Škoda 860 Cabriolet

Vor 100 Jahren wurde die Tschechoslowakei begründet und damit der noch jungen Automarke Laurin & Klement ein neuer Staat vor die Nase gesetzt. Heute lernen Kinder auf der Europakarte Tschechien und die Slowakei einzeln kennen, während aus dem Doppelnamen der Automarke bereits 1925 ein einzelnes Wort wurde, als die Maschinenbaufirma Škoda den Autobauer übernahm und in den Konzern eingliederte. Seit den 1990er Jahren gehören die Tschechen zur Volkswagen Group und dadurch auf vielen Weltmärkten aktiv. Gleichzeitig widmet man sich am Hauptsitz in Mladá Boleslav gezielt auch der langen Tradition und zeigt ausgesuchte Stücke im Werksmuseum.

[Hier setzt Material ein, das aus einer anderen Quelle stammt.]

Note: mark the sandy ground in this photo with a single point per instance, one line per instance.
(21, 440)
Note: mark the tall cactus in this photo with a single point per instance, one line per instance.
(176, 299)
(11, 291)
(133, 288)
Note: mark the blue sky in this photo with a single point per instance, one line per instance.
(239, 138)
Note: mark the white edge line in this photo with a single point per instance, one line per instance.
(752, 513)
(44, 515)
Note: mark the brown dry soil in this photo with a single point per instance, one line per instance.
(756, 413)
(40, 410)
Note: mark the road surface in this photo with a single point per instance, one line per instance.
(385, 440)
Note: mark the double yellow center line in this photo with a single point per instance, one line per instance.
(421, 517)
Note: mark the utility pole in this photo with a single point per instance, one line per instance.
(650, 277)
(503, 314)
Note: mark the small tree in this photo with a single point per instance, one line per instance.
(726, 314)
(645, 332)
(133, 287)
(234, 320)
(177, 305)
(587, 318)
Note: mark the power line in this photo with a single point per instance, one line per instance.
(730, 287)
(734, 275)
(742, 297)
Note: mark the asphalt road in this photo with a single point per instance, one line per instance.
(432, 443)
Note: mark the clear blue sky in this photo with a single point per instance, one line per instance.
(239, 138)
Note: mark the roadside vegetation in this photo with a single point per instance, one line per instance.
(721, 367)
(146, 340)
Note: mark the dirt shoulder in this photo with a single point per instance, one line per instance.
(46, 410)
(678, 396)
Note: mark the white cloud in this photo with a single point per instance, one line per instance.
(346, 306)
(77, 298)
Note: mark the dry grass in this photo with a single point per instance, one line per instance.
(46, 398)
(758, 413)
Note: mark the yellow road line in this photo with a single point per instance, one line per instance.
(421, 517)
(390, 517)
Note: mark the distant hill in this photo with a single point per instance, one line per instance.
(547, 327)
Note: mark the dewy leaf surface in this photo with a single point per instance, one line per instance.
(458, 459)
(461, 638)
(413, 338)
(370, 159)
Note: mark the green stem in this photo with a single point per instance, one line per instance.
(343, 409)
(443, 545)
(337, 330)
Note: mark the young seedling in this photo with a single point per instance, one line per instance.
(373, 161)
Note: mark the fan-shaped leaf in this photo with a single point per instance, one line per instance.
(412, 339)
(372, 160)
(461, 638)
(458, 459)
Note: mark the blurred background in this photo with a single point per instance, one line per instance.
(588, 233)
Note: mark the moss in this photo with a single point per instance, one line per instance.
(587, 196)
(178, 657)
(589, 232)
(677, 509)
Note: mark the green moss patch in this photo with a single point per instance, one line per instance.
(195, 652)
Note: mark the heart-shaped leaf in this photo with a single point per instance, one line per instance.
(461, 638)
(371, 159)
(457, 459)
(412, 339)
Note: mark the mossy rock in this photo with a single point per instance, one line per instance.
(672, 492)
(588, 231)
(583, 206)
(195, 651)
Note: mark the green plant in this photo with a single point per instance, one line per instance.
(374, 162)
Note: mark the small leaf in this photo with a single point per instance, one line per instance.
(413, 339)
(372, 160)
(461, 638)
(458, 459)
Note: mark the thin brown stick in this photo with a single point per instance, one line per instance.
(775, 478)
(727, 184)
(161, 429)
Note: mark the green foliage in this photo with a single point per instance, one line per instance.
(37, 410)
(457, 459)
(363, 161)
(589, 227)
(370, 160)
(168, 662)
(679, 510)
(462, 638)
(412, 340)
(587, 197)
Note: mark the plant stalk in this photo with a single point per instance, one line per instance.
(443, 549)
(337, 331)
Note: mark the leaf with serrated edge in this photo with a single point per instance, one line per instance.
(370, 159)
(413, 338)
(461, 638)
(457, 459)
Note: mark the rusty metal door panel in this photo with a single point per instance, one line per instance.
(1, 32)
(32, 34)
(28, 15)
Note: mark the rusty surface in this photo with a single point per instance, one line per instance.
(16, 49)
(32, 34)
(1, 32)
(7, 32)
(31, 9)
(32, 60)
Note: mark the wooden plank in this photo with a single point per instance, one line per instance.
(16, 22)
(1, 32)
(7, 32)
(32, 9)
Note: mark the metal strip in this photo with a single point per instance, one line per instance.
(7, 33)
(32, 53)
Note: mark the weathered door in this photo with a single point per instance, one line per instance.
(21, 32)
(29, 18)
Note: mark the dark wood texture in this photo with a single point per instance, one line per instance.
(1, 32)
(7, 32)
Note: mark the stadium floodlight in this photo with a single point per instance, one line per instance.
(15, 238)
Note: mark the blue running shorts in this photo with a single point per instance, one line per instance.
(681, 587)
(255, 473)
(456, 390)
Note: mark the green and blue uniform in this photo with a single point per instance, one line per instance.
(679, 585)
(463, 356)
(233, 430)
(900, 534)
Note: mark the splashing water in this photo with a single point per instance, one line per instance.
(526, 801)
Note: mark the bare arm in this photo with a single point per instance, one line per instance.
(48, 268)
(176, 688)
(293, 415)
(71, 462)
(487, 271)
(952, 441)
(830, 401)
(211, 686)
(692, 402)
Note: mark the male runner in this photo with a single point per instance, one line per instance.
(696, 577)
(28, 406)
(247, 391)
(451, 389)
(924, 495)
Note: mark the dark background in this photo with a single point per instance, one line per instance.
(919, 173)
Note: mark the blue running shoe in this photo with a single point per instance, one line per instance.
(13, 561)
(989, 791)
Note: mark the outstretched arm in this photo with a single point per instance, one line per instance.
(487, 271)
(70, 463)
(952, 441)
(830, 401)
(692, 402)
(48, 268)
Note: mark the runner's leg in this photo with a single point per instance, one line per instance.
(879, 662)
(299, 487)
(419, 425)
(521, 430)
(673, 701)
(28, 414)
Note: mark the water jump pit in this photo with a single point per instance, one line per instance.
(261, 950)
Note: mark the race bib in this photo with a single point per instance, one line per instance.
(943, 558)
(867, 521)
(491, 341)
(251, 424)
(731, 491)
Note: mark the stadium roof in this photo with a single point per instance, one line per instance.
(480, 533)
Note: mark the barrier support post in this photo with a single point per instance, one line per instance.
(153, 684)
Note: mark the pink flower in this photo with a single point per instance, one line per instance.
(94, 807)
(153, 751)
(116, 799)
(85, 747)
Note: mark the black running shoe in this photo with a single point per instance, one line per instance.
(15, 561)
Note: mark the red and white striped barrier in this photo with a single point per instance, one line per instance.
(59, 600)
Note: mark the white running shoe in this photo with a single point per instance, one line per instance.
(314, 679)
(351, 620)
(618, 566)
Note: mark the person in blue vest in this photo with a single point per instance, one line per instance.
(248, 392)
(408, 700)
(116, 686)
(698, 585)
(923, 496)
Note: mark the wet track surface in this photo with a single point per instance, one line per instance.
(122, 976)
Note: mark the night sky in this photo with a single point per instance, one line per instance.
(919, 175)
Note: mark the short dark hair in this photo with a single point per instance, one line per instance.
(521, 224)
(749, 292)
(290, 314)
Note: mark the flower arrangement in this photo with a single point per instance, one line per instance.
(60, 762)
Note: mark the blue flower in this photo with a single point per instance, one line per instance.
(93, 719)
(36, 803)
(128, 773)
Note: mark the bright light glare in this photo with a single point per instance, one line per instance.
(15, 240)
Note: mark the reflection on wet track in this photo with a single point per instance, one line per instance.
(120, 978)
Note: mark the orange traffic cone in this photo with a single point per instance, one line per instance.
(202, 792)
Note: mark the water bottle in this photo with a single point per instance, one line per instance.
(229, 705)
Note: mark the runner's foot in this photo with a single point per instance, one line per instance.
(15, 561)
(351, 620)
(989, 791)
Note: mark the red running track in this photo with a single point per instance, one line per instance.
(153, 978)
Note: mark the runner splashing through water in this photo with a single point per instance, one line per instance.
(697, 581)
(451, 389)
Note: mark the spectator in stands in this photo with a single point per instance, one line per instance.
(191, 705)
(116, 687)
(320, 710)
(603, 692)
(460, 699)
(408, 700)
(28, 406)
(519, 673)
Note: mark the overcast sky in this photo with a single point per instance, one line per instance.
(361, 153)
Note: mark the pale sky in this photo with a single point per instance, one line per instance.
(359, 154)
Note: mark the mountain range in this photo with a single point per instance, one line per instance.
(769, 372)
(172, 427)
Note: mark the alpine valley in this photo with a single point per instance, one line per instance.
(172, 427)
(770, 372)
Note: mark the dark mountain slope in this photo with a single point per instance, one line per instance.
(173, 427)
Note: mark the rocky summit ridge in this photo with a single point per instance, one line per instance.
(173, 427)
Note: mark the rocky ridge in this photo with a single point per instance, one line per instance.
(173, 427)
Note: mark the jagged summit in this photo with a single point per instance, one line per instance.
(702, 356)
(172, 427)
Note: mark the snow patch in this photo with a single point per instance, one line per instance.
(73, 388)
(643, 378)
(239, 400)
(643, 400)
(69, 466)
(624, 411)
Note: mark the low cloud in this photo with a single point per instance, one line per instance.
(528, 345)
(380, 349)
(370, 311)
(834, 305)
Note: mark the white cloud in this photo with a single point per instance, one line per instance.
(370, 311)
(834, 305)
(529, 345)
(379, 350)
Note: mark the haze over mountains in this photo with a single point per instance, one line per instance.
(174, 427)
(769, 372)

Zum runden Landesjubiläum stellte Škoda nun ein einzigartiges Fahrzeug in der hauseigenen Museumswerkstatt fertig. In den Jahren vor dem Zweiten Weltkrieg tummelte sich die Marke auch in der automobilen Oberklasse und stellte daher auf der Prager Automobilmesse im Oktober 1929 die neue Modellreihe 860 vor. Es war das damalige Topmodell der erstmals am Fließband gefertigten Fahrzeuggeneration der tschechischen Marke und gab mit seiner Bezeichnung einen Hinweis auf Zylinderanzahl und Leistung. Der 860 holte also aus acht Brennräumen und 3,9 Litern Hubraum 60 PS (44 kW). In Verbindung mit einem manuellen Dreigang-Getriebe geht es bis zur Höchstgeschwindigkeit von 110 km/h. Vorn und hinten kamen Starrachsen an langen und breiten Blattfedern und hydraulischen Stoßdämpfern zum Einsatz, die am robusten Leiterrahmen montiert wurden. Ohne Karosserie brachte das Fahrgestell bereits 1.460 Kilogramm auf die Waage, komplettiert waren es je nach Ausführung und Ausstattung über zwei Tonnen.

Während die Chassis nur von Oktober 1929 bis Sommer 1931 gefertigt wurden, lief der Abverkauf mit neuen Karosserien noch bis Anfang 1933. Insgesamt entstanden lediglich 49 Exemplare des 860, was vor allem an der Weltwirtschaftskrise lag. Mit 125.000 Kronen für die Limousine und 140.000 Kronen für das viertürige Cabriolet lag Škoda im absoluten Topsegment der damaligen Oberklasse. Neben den beiden genannten Karosserievarianten gab es nackte Chassis und das werksseitige Faux-Cabriolet, also eine Limousine mit festem Dach, deren Dach mit Stoff verkleidet wurde, um wie ein geschlossenes Cabrio zu wirken.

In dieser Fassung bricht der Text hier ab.